Researchers are extremely excited about what they will be able to achieve with 16 terabytes of coherent shared memory, or even accessing all 32 terabytes, as can be accomplished with a bit more programming,” says Nick Nystrom, PSC’s director of strategic applications. “Also revolutionary is that Blacklight offers unparalleled ease of use for rapidly testing new ideas and for expressing complex algorithms, dramatically increasing users’ productivity.”

For more details on how the SGI Altix UV works to provide a single system image, check out my interview with Eng Lim Goh, SGI’s Chief Technology Officer.

Comments

  1. Xray Penguin says

    Hmmm… this article is a little misleading.
    The naive reader might think that two SMP machines of 2048 cores each (with 16TB RAM each) are a total of $2.8M.
    Let’s do the math for two main components: processors and RAM:
    Assuming 8GB DIMMs at a fair price of $250 a unit, a 16TB (16.384) of RAM would cost $512,000. So the memory for two machines in a little over $1M.
    Each machine has 1048 cores. Assuming 8-cores/processor, and not taking the most expensive part number, we can assume $2,500 per processor.
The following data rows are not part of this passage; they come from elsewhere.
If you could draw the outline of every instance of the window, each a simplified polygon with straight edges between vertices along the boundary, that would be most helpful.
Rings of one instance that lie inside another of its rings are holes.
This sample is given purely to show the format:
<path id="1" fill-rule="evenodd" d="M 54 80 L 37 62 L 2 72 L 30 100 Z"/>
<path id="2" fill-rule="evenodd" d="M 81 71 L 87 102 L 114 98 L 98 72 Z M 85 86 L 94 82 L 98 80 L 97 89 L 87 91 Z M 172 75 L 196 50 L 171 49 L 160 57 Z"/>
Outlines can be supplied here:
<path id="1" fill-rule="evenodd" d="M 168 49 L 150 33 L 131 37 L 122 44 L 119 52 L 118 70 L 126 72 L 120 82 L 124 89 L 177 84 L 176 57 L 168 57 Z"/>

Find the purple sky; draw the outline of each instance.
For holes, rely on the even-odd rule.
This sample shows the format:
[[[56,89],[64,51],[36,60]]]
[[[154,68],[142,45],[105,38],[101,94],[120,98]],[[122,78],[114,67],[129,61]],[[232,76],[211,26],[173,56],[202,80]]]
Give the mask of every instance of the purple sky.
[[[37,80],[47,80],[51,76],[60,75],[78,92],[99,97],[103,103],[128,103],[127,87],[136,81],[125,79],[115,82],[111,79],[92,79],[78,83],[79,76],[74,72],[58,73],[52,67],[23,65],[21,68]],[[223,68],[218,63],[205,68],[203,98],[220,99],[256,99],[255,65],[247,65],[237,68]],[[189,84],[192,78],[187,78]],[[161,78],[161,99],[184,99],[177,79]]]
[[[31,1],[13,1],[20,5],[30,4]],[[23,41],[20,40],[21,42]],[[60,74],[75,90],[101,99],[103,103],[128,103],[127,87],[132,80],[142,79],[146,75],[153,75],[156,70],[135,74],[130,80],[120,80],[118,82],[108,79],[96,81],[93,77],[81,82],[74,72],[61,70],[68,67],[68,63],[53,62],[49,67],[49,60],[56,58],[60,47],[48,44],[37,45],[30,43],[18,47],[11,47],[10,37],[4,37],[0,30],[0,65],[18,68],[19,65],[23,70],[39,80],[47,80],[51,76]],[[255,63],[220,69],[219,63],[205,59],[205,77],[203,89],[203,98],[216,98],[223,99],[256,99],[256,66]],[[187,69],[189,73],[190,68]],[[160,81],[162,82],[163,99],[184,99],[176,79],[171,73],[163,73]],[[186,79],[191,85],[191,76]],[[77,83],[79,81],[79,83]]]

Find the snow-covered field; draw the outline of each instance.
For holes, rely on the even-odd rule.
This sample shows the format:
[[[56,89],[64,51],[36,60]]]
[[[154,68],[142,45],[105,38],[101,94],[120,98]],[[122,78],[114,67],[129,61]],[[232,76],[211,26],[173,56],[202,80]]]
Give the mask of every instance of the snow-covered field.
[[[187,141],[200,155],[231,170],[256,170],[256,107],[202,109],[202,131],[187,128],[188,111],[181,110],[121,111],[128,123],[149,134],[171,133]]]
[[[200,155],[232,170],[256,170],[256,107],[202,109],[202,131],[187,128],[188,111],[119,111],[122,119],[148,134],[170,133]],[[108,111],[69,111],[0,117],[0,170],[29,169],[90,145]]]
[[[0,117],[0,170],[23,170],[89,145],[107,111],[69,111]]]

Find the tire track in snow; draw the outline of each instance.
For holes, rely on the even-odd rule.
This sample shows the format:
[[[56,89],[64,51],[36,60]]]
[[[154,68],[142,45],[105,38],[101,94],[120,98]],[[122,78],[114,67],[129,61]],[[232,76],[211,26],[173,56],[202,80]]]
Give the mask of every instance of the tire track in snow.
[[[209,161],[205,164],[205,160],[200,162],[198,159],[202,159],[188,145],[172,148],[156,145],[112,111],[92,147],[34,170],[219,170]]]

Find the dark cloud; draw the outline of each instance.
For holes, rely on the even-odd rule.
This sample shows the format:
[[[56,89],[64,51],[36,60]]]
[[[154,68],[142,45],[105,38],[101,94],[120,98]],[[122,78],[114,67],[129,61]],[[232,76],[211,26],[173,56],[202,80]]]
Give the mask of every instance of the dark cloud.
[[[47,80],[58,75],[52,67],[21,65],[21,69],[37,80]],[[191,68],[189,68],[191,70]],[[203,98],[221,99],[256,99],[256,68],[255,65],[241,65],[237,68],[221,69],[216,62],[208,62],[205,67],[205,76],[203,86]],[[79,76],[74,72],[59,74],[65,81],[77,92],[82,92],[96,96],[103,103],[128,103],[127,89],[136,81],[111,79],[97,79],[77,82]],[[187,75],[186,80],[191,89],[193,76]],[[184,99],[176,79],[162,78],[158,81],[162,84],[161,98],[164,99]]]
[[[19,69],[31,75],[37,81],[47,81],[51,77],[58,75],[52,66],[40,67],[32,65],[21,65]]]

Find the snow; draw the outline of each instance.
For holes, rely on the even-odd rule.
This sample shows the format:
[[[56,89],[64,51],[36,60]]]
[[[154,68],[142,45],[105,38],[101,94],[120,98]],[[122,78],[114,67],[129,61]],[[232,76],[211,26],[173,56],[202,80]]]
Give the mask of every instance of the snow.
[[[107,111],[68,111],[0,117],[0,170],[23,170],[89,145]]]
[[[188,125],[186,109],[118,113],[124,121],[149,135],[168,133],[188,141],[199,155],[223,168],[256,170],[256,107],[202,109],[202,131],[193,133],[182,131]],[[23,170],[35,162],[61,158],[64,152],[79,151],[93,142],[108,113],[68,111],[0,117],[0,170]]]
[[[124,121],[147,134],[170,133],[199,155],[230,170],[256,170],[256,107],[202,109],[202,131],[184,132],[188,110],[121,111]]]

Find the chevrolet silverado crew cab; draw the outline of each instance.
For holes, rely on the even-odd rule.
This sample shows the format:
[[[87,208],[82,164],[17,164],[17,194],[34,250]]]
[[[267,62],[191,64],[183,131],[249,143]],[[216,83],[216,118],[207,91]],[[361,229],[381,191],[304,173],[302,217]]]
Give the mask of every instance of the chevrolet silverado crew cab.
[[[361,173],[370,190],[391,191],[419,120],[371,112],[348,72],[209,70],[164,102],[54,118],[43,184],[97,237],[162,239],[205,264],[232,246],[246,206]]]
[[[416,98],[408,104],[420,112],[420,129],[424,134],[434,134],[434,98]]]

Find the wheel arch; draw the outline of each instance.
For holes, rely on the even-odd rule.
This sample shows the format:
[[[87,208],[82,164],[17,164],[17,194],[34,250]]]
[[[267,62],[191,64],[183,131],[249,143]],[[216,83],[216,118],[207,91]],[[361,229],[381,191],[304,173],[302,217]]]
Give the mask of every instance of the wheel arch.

That’s $640,000 for processors, or about $1.3M for two machines.
    So, memory and processors only, for the configurations mentioned, are $2.3M; this leaves on $0.5M for the rest – very unlikely to fit the bill.

    Can insideHPC find how much money was paid (tax payer’s money… this should be public info), and educate the readers?

  2. Xray Penguin says

    that’s a typo… 2048 cores, not 1048 🙂

  3. The award from the NSF was $2.8M

    That does not mean that SGI received that amount from PSC, which has other sources of funding.